Emre: Se muore qualcuno di cui non me ne fotte, non dico nulla, non mi dispiaccio. Nulla. Se muoiono lui o Berlusconi festeggio.
Polkan: Chiaro. Abbè ma Berlusconi penso senza fiatare: si va tutti a Roma al funerale e si fa il gesto di ciucciarci le palle e ce ne si torna a casa.
Emre: Ua o facimm?
Polkan: Chiaro. Senza fiatare però, senza parlarne manco. Dev'essere una cosa stupenda. Comunque 'abbè ci vuole tempo.

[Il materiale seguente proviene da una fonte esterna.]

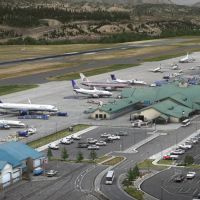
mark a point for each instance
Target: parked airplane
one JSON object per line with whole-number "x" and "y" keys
{"x": 158, "y": 69}
{"x": 93, "y": 92}
{"x": 132, "y": 82}
{"x": 106, "y": 85}
{"x": 27, "y": 107}
{"x": 12, "y": 123}
{"x": 175, "y": 67}
{"x": 186, "y": 59}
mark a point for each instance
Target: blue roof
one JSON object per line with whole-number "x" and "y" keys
{"x": 16, "y": 152}
{"x": 2, "y": 164}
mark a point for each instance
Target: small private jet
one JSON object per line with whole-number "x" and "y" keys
{"x": 132, "y": 82}
{"x": 90, "y": 92}
{"x": 107, "y": 85}
{"x": 187, "y": 59}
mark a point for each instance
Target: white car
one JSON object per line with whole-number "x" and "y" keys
{"x": 185, "y": 146}
{"x": 66, "y": 141}
{"x": 91, "y": 140}
{"x": 53, "y": 146}
{"x": 114, "y": 137}
{"x": 101, "y": 143}
{"x": 76, "y": 137}
{"x": 31, "y": 130}
{"x": 93, "y": 147}
{"x": 190, "y": 175}
{"x": 178, "y": 152}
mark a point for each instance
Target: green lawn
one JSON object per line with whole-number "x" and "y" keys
{"x": 147, "y": 165}
{"x": 137, "y": 194}
{"x": 7, "y": 89}
{"x": 113, "y": 161}
{"x": 55, "y": 136}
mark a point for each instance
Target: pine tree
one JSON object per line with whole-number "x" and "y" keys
{"x": 49, "y": 154}
{"x": 93, "y": 155}
{"x": 79, "y": 156}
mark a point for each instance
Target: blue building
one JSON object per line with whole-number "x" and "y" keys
{"x": 16, "y": 159}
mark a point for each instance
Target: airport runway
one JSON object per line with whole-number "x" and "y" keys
{"x": 42, "y": 77}
{"x": 61, "y": 95}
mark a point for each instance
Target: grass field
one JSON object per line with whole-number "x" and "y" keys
{"x": 143, "y": 53}
{"x": 105, "y": 69}
{"x": 12, "y": 52}
{"x": 55, "y": 136}
{"x": 7, "y": 89}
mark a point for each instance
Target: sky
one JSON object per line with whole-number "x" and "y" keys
{"x": 186, "y": 2}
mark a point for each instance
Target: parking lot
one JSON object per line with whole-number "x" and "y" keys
{"x": 165, "y": 186}
{"x": 133, "y": 137}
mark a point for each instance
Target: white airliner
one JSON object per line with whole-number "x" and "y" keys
{"x": 93, "y": 92}
{"x": 132, "y": 82}
{"x": 12, "y": 123}
{"x": 108, "y": 85}
{"x": 158, "y": 69}
{"x": 186, "y": 59}
{"x": 27, "y": 107}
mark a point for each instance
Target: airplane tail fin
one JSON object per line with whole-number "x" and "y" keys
{"x": 113, "y": 77}
{"x": 84, "y": 78}
{"x": 74, "y": 85}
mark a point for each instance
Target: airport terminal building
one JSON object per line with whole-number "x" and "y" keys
{"x": 168, "y": 103}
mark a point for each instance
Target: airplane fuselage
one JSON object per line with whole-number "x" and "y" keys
{"x": 27, "y": 107}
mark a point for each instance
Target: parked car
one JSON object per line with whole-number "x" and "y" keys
{"x": 76, "y": 137}
{"x": 83, "y": 145}
{"x": 4, "y": 126}
{"x": 178, "y": 152}
{"x": 53, "y": 146}
{"x": 179, "y": 178}
{"x": 105, "y": 135}
{"x": 38, "y": 171}
{"x": 91, "y": 140}
{"x": 101, "y": 143}
{"x": 190, "y": 175}
{"x": 93, "y": 147}
{"x": 122, "y": 133}
{"x": 66, "y": 141}
{"x": 108, "y": 140}
{"x": 51, "y": 173}
{"x": 114, "y": 137}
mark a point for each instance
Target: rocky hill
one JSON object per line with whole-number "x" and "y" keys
{"x": 96, "y": 22}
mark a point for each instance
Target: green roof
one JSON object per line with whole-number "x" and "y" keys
{"x": 171, "y": 108}
{"x": 186, "y": 96}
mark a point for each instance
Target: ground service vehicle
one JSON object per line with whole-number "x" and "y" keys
{"x": 51, "y": 173}
{"x": 110, "y": 177}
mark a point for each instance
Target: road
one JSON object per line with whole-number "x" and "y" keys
{"x": 157, "y": 145}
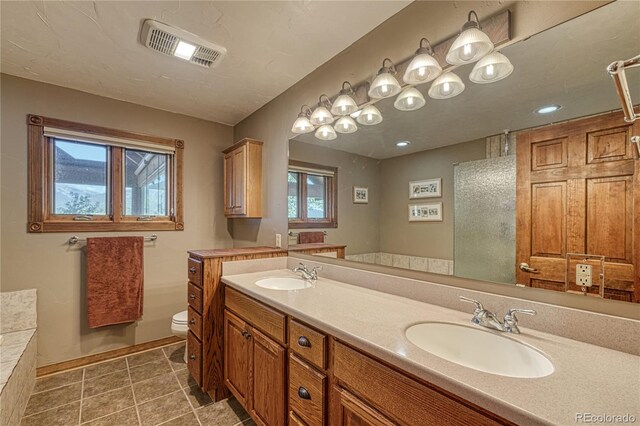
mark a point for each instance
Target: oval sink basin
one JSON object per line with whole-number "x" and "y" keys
{"x": 479, "y": 349}
{"x": 283, "y": 283}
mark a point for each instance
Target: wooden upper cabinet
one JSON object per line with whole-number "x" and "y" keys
{"x": 243, "y": 179}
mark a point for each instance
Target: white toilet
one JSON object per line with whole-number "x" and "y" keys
{"x": 180, "y": 328}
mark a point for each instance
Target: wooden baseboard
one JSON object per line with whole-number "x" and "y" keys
{"x": 104, "y": 356}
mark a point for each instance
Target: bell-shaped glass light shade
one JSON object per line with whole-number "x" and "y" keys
{"x": 493, "y": 67}
{"x": 345, "y": 124}
{"x": 409, "y": 99}
{"x": 326, "y": 133}
{"x": 344, "y": 105}
{"x": 471, "y": 45}
{"x": 384, "y": 85}
{"x": 302, "y": 125}
{"x": 321, "y": 116}
{"x": 422, "y": 69}
{"x": 446, "y": 86}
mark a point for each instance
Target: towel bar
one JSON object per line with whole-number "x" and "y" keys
{"x": 75, "y": 240}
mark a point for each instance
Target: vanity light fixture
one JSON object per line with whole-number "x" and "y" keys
{"x": 471, "y": 45}
{"x": 321, "y": 114}
{"x": 423, "y": 67}
{"x": 303, "y": 124}
{"x": 493, "y": 67}
{"x": 369, "y": 116}
{"x": 446, "y": 86}
{"x": 345, "y": 124}
{"x": 326, "y": 133}
{"x": 385, "y": 84}
{"x": 344, "y": 103}
{"x": 548, "y": 109}
{"x": 410, "y": 99}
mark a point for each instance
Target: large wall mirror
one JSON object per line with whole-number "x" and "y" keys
{"x": 487, "y": 186}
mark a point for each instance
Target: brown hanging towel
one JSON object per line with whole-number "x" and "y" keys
{"x": 115, "y": 278}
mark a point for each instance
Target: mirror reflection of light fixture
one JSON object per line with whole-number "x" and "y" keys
{"x": 369, "y": 116}
{"x": 471, "y": 45}
{"x": 326, "y": 133}
{"x": 345, "y": 124}
{"x": 410, "y": 99}
{"x": 303, "y": 124}
{"x": 385, "y": 84}
{"x": 423, "y": 67}
{"x": 446, "y": 86}
{"x": 345, "y": 104}
{"x": 321, "y": 114}
{"x": 493, "y": 67}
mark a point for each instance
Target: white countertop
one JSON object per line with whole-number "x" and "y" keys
{"x": 587, "y": 378}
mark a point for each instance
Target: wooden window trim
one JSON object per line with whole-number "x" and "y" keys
{"x": 331, "y": 197}
{"x": 39, "y": 164}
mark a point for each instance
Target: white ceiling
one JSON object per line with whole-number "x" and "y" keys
{"x": 564, "y": 65}
{"x": 94, "y": 47}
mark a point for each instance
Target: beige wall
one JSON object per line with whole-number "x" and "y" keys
{"x": 358, "y": 224}
{"x": 425, "y": 239}
{"x": 396, "y": 38}
{"x": 45, "y": 262}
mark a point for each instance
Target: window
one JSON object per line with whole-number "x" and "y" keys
{"x": 312, "y": 196}
{"x": 89, "y": 178}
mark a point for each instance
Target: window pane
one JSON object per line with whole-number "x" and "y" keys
{"x": 80, "y": 178}
{"x": 293, "y": 196}
{"x": 316, "y": 193}
{"x": 145, "y": 181}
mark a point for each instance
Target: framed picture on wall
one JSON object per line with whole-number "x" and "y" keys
{"x": 430, "y": 188}
{"x": 431, "y": 212}
{"x": 360, "y": 195}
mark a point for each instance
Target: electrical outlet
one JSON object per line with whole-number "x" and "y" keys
{"x": 583, "y": 275}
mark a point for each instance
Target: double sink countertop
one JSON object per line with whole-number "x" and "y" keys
{"x": 587, "y": 378}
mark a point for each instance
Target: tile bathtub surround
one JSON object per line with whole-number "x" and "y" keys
{"x": 590, "y": 327}
{"x": 18, "y": 310}
{"x": 145, "y": 389}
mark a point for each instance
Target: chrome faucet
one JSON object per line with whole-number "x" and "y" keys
{"x": 490, "y": 320}
{"x": 306, "y": 273}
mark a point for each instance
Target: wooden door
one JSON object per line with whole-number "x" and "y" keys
{"x": 578, "y": 191}
{"x": 239, "y": 180}
{"x": 267, "y": 380}
{"x": 237, "y": 357}
{"x": 348, "y": 410}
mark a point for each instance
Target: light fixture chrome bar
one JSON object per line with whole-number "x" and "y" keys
{"x": 617, "y": 72}
{"x": 75, "y": 240}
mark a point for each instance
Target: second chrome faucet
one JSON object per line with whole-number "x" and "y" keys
{"x": 488, "y": 319}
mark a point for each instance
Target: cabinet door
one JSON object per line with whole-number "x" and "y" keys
{"x": 236, "y": 357}
{"x": 268, "y": 380}
{"x": 228, "y": 184}
{"x": 239, "y": 180}
{"x": 348, "y": 410}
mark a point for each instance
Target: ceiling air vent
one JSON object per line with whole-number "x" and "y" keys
{"x": 181, "y": 44}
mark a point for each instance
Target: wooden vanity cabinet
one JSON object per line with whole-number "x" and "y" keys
{"x": 243, "y": 179}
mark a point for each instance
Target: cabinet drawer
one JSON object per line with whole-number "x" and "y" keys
{"x": 195, "y": 322}
{"x": 306, "y": 392}
{"x": 260, "y": 316}
{"x": 402, "y": 398}
{"x": 194, "y": 358}
{"x": 194, "y": 271}
{"x": 308, "y": 343}
{"x": 194, "y": 297}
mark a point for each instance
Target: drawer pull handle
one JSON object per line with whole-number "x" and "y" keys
{"x": 304, "y": 342}
{"x": 303, "y": 393}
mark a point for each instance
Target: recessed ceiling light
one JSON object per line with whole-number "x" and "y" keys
{"x": 184, "y": 50}
{"x": 548, "y": 109}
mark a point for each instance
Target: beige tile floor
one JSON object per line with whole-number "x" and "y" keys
{"x": 145, "y": 389}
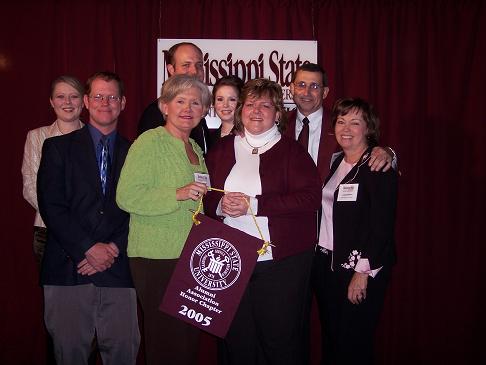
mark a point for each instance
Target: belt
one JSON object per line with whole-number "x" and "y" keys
{"x": 323, "y": 250}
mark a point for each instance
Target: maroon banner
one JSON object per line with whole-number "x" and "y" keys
{"x": 211, "y": 276}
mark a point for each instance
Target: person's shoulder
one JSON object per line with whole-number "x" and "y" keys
{"x": 221, "y": 146}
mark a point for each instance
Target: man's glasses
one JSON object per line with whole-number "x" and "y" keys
{"x": 111, "y": 99}
{"x": 303, "y": 86}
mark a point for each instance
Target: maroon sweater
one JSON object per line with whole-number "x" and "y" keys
{"x": 291, "y": 192}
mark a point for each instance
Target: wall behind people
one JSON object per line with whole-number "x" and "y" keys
{"x": 421, "y": 64}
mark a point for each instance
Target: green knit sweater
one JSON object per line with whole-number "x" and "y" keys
{"x": 157, "y": 165}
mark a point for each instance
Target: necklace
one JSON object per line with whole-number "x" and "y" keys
{"x": 254, "y": 150}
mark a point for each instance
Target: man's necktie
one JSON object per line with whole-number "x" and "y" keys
{"x": 304, "y": 134}
{"x": 104, "y": 161}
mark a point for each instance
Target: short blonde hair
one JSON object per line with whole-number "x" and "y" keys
{"x": 177, "y": 84}
{"x": 257, "y": 88}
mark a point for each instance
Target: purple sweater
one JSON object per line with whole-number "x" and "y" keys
{"x": 291, "y": 192}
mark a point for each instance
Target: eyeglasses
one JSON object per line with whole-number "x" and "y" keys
{"x": 111, "y": 99}
{"x": 303, "y": 86}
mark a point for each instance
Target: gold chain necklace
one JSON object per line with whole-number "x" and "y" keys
{"x": 254, "y": 150}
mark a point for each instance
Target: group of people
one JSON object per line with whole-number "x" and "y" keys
{"x": 318, "y": 186}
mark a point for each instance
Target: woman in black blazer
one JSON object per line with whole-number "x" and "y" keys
{"x": 356, "y": 242}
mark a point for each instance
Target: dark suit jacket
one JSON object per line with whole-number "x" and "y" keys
{"x": 152, "y": 118}
{"x": 366, "y": 225}
{"x": 327, "y": 144}
{"x": 291, "y": 192}
{"x": 76, "y": 212}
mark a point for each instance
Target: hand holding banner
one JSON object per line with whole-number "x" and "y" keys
{"x": 211, "y": 276}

Emre: Non è detto. Comunque si ja, in silenzio, anche tra di noi. Muore, ti chiamo "Oh andiamo?", "Andiamo", "Ok". Nel treno zitti, ascoltiamo la musica, non parliamo nemmeno dell'Inter, di niente. Musica. Andiamo là, facciamo, altro treno, sempre musica, arrivo a casa, ti chiamo: "Oh", "Ahahahah".
Polkan: Ua che cosa fantastica. Perchè poi capì quanta gente sarà là: tutti fedeli di Berlusconi, poi chissà quanti altri che festeggiano, però che festeggiano con i fuochi d'artificio, i cori... noi in silenzio. I carabinieri impazziscono, ma ormai che ci devono fa, impazziscono per abitudine. Però glielo diciamo semmai che è morto e possono fare quello che avrebbero sempre fatto. Poi la gente ride sicuro.
Emre: No, penso che s'ndigni perchè è tutta gente che lo ama. Però al massimo ci caccia fuori. Il gesto che ho provato io comunque è prendere tutto il wallarozzo con tutta la mano, stringere forte e scrollare violentemente.
Polkan: E' perfetto. Fatto con nonchalance. E' una delle cose più belle che si possano pensare.
Emre: Ua dopo quando vado a letto mi avvicino a papà e provo.